That is fine for testing, charging, and will prevent Code 09, but don't leave it jumpered indefinitely, even if the A/C "works".

Get enough refrigerant in it where it doesn't set 09, and you should be ok.

There is another possibility for the Code 09. The shop may have put the 'correct' amount of refrigerant in it. But there is a leak they didn't catch, and after a period of time the system is low again and the 09 returns.

On a "conversion" that has a leak the very first place I look and evaluate are the retro-fit line charge fittings. The interface to the original nipple, and the fitting itself. Run you finger around the base of the charge fitting where it is screwed onto the original fitting. If you find it 'oily' that's a leak.

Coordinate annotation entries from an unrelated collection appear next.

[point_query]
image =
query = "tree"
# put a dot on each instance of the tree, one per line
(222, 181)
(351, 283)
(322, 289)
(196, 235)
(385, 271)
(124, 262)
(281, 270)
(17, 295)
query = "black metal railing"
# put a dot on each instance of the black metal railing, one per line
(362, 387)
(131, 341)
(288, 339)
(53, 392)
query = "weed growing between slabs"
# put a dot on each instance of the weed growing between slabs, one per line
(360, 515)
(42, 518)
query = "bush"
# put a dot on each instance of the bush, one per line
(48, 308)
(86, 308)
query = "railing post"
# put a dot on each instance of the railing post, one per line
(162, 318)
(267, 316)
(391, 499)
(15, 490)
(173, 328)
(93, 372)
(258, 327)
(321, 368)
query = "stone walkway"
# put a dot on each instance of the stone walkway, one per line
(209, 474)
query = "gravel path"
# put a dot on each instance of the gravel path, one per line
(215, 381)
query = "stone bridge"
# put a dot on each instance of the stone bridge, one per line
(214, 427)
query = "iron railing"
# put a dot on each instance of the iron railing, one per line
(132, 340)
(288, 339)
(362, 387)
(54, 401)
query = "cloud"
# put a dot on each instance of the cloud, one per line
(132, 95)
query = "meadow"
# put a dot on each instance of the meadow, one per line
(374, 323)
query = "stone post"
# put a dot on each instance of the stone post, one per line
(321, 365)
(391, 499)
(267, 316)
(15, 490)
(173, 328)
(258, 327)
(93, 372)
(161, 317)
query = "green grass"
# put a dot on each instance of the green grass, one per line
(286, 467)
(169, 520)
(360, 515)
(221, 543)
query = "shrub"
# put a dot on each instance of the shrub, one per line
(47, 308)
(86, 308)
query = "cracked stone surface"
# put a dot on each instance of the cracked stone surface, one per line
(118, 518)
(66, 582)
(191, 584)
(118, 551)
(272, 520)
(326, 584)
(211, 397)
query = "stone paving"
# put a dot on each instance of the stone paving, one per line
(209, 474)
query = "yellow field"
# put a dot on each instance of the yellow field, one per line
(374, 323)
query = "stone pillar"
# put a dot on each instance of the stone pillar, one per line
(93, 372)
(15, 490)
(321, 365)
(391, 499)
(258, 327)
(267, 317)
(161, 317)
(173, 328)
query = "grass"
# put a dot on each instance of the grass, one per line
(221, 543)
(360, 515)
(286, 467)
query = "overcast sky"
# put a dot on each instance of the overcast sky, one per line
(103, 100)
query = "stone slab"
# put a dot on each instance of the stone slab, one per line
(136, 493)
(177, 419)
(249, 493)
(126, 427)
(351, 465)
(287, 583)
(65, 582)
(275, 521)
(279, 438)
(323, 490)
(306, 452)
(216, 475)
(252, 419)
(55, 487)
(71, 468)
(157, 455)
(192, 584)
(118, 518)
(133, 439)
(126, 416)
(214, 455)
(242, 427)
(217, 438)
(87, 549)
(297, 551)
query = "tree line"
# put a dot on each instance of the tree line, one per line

Remove the red and blue caps. (If one hisses when you remove it, the schrader is really leaking.) Wet your finger (or use dish soap) and place your finger over the recess and watch for bubbles.

If the fitting is leaking at the interface to the original, its fussy to fix because the retro-fit fittings are one-way. They go on, byut they don't come off without destroying the threads on the original fitting. The low side on the accumulator isn't too big a deal to fix by replacing the accumulator. The high side line is, because they don't make the high side lines any more. (I don't install the high side retro fit fitting as it doesn't do anything. There isn't a a schrader valve in the original high side fitting. Why cause a leak where there's no reason to install the fitting in the first place?)